Originating in the sub-prime mortgage sector in the United States the credit crunch has now taken a hold in the UK’s financial market, affecting lenders’ abilities to provide finance and affecting consumers’ abilities to get the finance that they need.
All areas of the financial industry have been affected to some degree, including mortgages, credit cards, unsecured loans, and mortgages – the latter suffering more than most in the eyes of most people.
Lenders have really had to tighten up on their lending criteria, and credit conditions have become unbelievably tight over recent months. Lenders have had to become more stringent and strict over who they lend to, and many financial deals have been taken off the markets altogether.
With accessibility to finance so restricted, and with the cost of borrowing quickly rising, many consumers have found that they either cannot afford to get the finance that they are after or are not eligible to take out the finance.
All of this has led to many people having to look at other ways of raising finance. The whole situation has been made much worse by the fact that costs have been rapidly rising, and this has put increased strain on household finance.
In addition to the cost of borrowing going up despite three base rate cuts from the Bank of England since December, bills such as energy, water, and council tax have also shot up. To make matters worse there has also been a sharp rise in living costs with the cost of petrol rocketing and the cost of food rising fast.

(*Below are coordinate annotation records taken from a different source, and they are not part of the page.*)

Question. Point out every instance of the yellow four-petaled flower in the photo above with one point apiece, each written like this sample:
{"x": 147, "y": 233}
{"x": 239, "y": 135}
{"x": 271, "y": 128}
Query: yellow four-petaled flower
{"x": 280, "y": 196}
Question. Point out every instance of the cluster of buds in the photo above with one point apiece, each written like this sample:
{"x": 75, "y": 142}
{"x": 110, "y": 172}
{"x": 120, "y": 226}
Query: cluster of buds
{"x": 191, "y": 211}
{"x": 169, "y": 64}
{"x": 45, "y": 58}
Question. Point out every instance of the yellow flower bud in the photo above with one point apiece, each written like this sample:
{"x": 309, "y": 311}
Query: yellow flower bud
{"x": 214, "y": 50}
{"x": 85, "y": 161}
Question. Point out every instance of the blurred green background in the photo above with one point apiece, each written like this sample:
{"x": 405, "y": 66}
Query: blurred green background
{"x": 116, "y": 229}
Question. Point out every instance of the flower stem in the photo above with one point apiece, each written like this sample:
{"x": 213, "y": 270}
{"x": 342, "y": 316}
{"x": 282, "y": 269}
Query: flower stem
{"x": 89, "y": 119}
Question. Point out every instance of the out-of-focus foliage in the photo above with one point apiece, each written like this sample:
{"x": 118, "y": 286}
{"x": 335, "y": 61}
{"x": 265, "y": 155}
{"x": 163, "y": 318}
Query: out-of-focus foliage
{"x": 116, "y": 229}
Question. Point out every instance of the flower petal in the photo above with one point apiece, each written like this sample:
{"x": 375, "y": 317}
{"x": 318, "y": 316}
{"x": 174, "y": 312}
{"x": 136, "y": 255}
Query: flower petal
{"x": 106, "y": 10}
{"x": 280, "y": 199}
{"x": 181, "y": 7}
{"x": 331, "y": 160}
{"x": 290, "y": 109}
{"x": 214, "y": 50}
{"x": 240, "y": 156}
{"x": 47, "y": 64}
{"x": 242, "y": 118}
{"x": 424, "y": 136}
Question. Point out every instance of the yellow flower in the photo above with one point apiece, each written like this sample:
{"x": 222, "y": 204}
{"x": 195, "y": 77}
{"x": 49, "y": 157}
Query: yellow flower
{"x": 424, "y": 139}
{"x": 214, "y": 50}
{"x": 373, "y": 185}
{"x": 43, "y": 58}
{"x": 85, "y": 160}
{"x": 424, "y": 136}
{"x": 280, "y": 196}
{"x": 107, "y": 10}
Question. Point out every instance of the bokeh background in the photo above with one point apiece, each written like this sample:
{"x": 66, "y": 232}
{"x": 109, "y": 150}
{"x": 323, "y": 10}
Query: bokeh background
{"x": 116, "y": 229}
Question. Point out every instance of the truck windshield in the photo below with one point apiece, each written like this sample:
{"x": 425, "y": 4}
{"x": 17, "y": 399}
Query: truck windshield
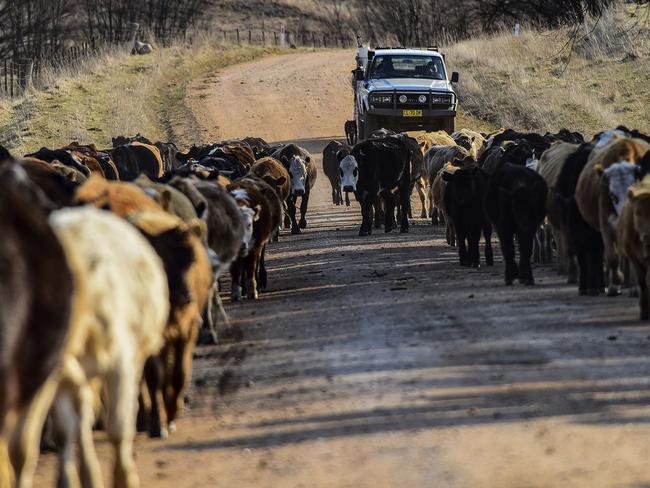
{"x": 404, "y": 66}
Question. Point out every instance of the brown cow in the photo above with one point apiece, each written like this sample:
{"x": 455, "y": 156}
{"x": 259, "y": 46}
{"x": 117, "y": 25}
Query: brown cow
{"x": 103, "y": 159}
{"x": 550, "y": 166}
{"x": 595, "y": 202}
{"x": 261, "y": 217}
{"x": 36, "y": 289}
{"x": 633, "y": 233}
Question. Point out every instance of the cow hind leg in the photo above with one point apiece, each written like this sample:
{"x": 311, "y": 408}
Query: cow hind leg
{"x": 291, "y": 209}
{"x": 24, "y": 445}
{"x": 252, "y": 263}
{"x": 154, "y": 375}
{"x": 489, "y": 252}
{"x": 525, "y": 251}
{"x": 424, "y": 197}
{"x": 506, "y": 239}
{"x": 304, "y": 202}
{"x": 122, "y": 400}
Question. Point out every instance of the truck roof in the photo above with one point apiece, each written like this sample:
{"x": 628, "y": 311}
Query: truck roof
{"x": 408, "y": 52}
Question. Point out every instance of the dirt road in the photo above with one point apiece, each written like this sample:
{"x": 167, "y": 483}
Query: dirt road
{"x": 378, "y": 362}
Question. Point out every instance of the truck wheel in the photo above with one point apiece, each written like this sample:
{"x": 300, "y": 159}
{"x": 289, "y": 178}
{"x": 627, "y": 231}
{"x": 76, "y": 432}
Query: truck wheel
{"x": 449, "y": 125}
{"x": 369, "y": 127}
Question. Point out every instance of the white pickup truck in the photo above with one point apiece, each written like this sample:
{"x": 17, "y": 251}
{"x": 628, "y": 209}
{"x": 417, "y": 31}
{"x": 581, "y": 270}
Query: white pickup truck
{"x": 402, "y": 90}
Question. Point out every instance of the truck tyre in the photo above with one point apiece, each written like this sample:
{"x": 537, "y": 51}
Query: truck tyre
{"x": 369, "y": 127}
{"x": 449, "y": 125}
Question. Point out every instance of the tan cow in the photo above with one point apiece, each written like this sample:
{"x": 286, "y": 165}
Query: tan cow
{"x": 633, "y": 234}
{"x": 425, "y": 141}
{"x": 180, "y": 246}
{"x": 435, "y": 159}
{"x": 438, "y": 199}
{"x": 550, "y": 165}
{"x": 120, "y": 311}
{"x": 470, "y": 140}
{"x": 597, "y": 199}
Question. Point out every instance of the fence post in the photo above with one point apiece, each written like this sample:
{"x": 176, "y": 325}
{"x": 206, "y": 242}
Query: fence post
{"x": 25, "y": 70}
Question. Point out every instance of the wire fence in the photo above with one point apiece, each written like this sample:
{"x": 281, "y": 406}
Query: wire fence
{"x": 19, "y": 75}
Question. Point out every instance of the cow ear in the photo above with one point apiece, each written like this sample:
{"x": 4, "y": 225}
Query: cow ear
{"x": 198, "y": 228}
{"x": 165, "y": 199}
{"x": 200, "y": 208}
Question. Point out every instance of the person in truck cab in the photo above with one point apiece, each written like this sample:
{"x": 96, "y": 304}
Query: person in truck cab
{"x": 384, "y": 69}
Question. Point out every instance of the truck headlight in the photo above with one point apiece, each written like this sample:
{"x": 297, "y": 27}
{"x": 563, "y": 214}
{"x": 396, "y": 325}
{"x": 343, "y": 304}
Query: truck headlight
{"x": 383, "y": 99}
{"x": 441, "y": 99}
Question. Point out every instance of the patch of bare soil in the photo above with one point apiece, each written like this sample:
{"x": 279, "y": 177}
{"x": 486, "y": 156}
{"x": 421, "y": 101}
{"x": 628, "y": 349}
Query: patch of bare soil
{"x": 379, "y": 362}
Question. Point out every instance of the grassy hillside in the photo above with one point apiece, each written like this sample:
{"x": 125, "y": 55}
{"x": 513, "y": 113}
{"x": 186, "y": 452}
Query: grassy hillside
{"x": 116, "y": 94}
{"x": 541, "y": 80}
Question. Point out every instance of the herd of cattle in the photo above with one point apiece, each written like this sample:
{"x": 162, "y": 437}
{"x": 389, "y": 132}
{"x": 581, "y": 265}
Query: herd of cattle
{"x": 109, "y": 274}
{"x": 589, "y": 200}
{"x": 112, "y": 258}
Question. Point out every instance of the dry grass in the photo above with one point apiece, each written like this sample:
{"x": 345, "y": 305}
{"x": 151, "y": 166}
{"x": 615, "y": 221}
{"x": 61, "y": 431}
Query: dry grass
{"x": 116, "y": 94}
{"x": 541, "y": 81}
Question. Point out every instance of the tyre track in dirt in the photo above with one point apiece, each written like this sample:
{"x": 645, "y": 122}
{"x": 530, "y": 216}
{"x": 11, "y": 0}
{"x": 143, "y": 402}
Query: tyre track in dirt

For many people credit has become an essential financial lifeline in order to help them to stay afloat financially, with so many rising costs to cope with. But with access to credit so restricted it has become necessary for many people to look at alternative means of credit, and there are concerns amongst officials that some of these lines of credit may prove unsuitable and expensive for many consumers.
Doorstep lenders
Doorstep lenders have always charged extortionate rates of interest and have usually preyed on those with poor credit, low incomes, and little chance of getting finance through a mainstream lender. With an increasing number of people now unlikely to get finance through a mainstream lender there lenders are enjoying a booming trade.
In fact an official from one major doorstep lending firm in the UK recently said that he was expecting business to grow considerably over the remainder of this year, adding that business had already been very healthy in the first part of the year.
This suggests that an increasing number of people with low incomes or poor credit – who are the most likely to bear the brunt of the current tight credit conditions – are now turning to doorstep lenders.
However, most doorstep lenders charge incredible amounts of interest on these loans, and whilst consumers may be able to get the money that they need for the very short term they will end up paying dearly over the medium to long term.
An official from the Housing Corporation recently stated: ‘‘if you borrow from doorstep lenders, you risk the roof over your heads in return for a day’s happiness.” Another official added: “Doorstep lenders exploit poor families’ inability to get credit from more mainstream lenders, and they cover their risk in lending to the less well off by charging punitive interest rates.”
Payday loans
Another form of finance that seems to be more popular since the tighter credit conditions came into play are payday loans. These loans are short term loans for modest amounts, with most lenders offering up to £1000 subject to financial and employment status.
However, the loan needs to be repaid within 30 days in most cases, although some lenders offer the facility to roll the loan over by another month for a fee.
Since September of last year there has been a rise of over 55% in the number of payday loans being taken out, and this suggests that since the onset of the global credit crunch and the tightening of lending criteria an increasing number of consumers have found themselves turning to these shorter term loans.
However, the interest charges on these loans can be very high, although it is normally charged as a flat fee per £100 borrowed – e.g. £10 per £100 borrowed.
A more suitable alternative
Some officials have said that a more suitable and affordable alternative for those that need to take out finance but are struggling to get access to any affordable deals is a credit union loan. Local credit unions are able to offer affordable finance to consumers, and therefore it is well worth finding out about your local credit union in order to find out more about what’s available.
One official recently said: “Credit unions offer a great alternative to money shops and payday loans for people needing small loans over relatively short periods. Credit unions charge no more than two per cent on the reducing balance of a loan and many charge just one per cent, which would mean that £1,000 taken out for a month and paid back weekly would accrue just £5.76 in interest at one per cent.”